12. Key Microbiology Concepts

• Eukaryotic vs. Prokaryotic Cells:

  • Eukaryotic: Have organelles, including a nucleus.

  • Prokaryotic: No nucleus or membrane-bound organelles.

• Bacteria vs. Viruses:

  • Bacteria: Cellular organisms that can reproduce on their own.

  • Viruses: Non-living, require a host cell to reproduce.

• Viruses:

  • RNA viruses (e.g., HIV, Hepatitis C) and DNA viruses (e.g., Hepatitis B).

13. Infection Prevention and Control

• Community vs. Hospital-acquired Infections:

  • Hospital-acquired infections are often more resistant to antibiotics, such as MRSA.
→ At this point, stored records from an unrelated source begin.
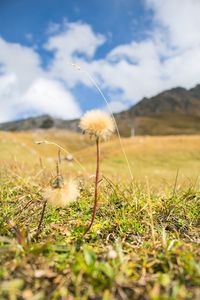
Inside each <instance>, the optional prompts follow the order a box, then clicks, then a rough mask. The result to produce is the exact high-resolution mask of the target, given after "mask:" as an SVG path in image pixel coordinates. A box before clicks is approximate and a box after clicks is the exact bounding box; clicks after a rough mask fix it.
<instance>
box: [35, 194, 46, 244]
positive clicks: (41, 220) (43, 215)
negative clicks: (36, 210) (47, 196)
mask: <svg viewBox="0 0 200 300" xmlns="http://www.w3.org/2000/svg"><path fill="white" fill-rule="evenodd" d="M46 205H47V200H45V201H44V204H43V207H42V213H41V217H40V222H39V224H38V228H37V232H36V235H35V238H36V240H37V239H38V236H39V234H40V229H41V225H42V221H43V219H44V213H45V208H46Z"/></svg>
• Transmission via Arthropods:

  • Ticks transmit Lyme disease.

  • Mosquitoes transmit malaria, dengue, and other diseases.

14. Final Tips

• Be sure to understand:

  • Antibiotic mechanisms of action and their indications.

  • The differences between bacterial and viral infections.

  • Host microbial response to infections.

  • The differences between Gram-positive and Gram-negative bacteria.